History has not been particularly kind to the No. 1 overall seed in the NCAA Tournament. Since the selection committee began distinguishing a top seed in 2004, only one team—Florida in 2007—has captured the national championship. Just last year, No. 9 seed Northern Iowa outlasted formidable overall No. 1 seed Kansas in the second round, sending shock waves throughout the country.

This year, however, it seems incredibly unlikely that Ohio State will succumb to a fate similar to that of last year’s Jayhawks. Rather, as one of this year’s most balanced and veteran teams, the Buckeyes are the clear team to beat in the Tournament.

Ironically, for a team that starts three seniors and a junior, Ohio State’s effectiveness begins with freshman Jared Sullinger, who was recently named Big Ten freshman of the year and Big Ten tournament most outstanding player. The 6-foot-9 power forward dominated the paint all season, averaging 17.2 points per game on 53.6 percent shooting while grabbing 10.1 rebounds per game.

Possessing one of the country’s elite, true big men gives the Buckeyes a distinct advantage over the rest of the field. Most importantly, though, Ohio State can feel confident that it will have its interior stud on the court at the end of the game, as Sullinger has only fouled out once all year. When trying to draw contact, Sullinger is virtually unstoppable.
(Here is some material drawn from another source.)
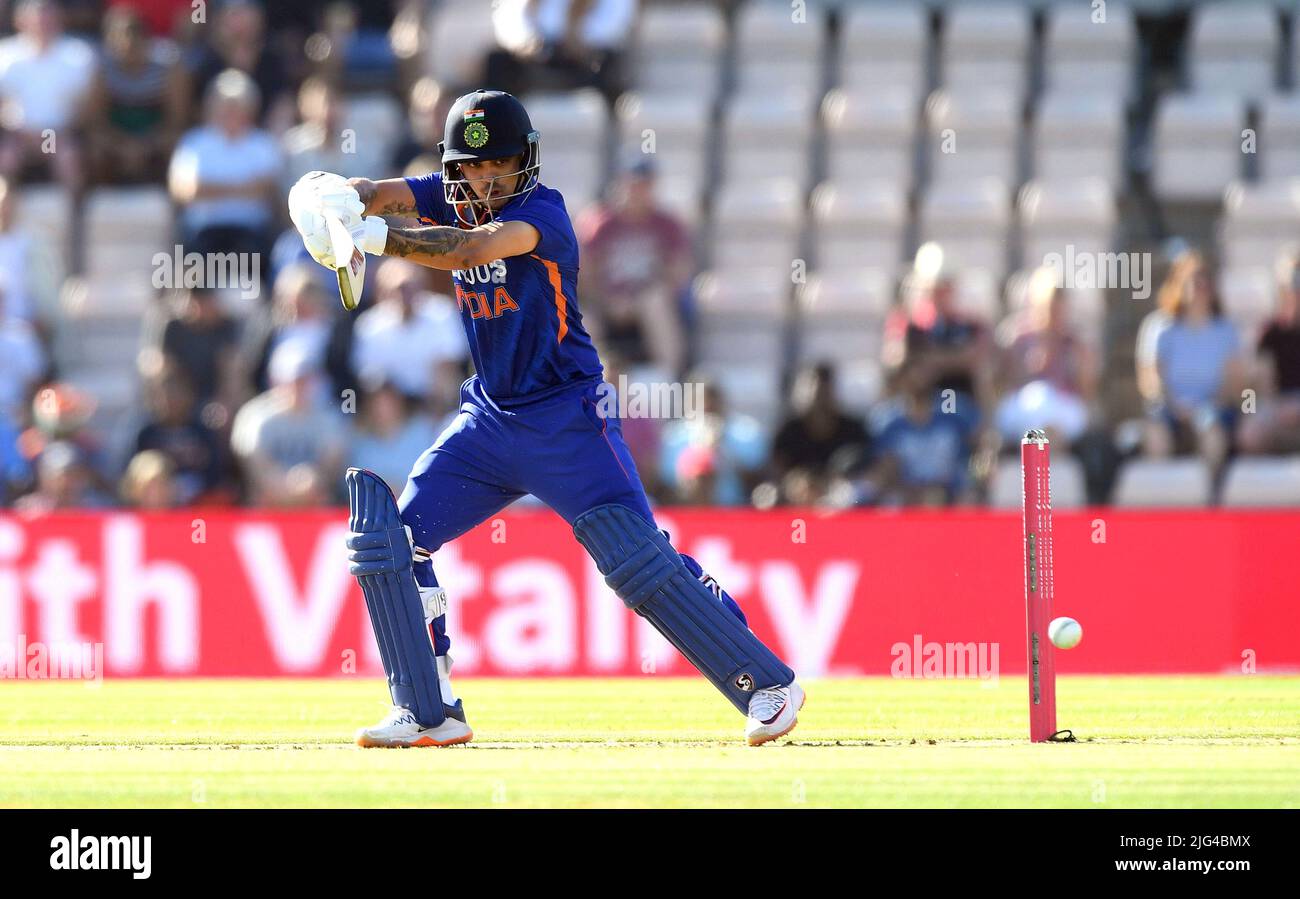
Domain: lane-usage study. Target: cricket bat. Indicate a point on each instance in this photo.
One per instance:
(350, 263)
And his 70.4 free throw percentage means the Buckeyes can confidently dump the ball into the freshman during end-of-game situations and expect him to produce.

Ohio State’s offensive attack is by no means one-dimensional, however. Senior guard Jon Diebler is arguably the best 3-point sniper in the country, shooting a red-hot 50 percent from 3-point range on 204 attempts. Junior William Buford and redshirt senior David Lighty round out the Buckeyes’ four-headed monster, averaging 14.4 and 11.8 points per game, respectively.­

Despite this dynamic offensive attack, Ohio State critics worry that head coach Thad Matta’s tight seven-man rotation might trip up the Buckeyes. But this concern seems shortsighted, as both of Ohio State’s losses this season were more a result of playing conference foes Wisconsin and Purdue on the road than significant offensive inefficiency or foul struggles. Quite the contrary, in two of Sullinger’s worst performances of the year—when he fouled out at Michigan and posted a lowly eleven points and two rebounds against a streaking Michigan State, the Buckeyes managed to pull out victories.

All in all, this Ohio State team seems to have no weakness. The squad has senior leadership, a big-time inside scoring threat and dynamic outside gunners. According to and its Pythagorean calculation, the Buckeyes have the top offense and 11th best defense in the country. After a NCAA championship game run in 2007 and an impressive 188-56 record under Matta, it’s finally time for Ohio State to bring a championship trophy home to Columbus for the first time since 1960. More importantly, it’s time for a top overall seed in the Tournament to again prove its worth against lesser opponents.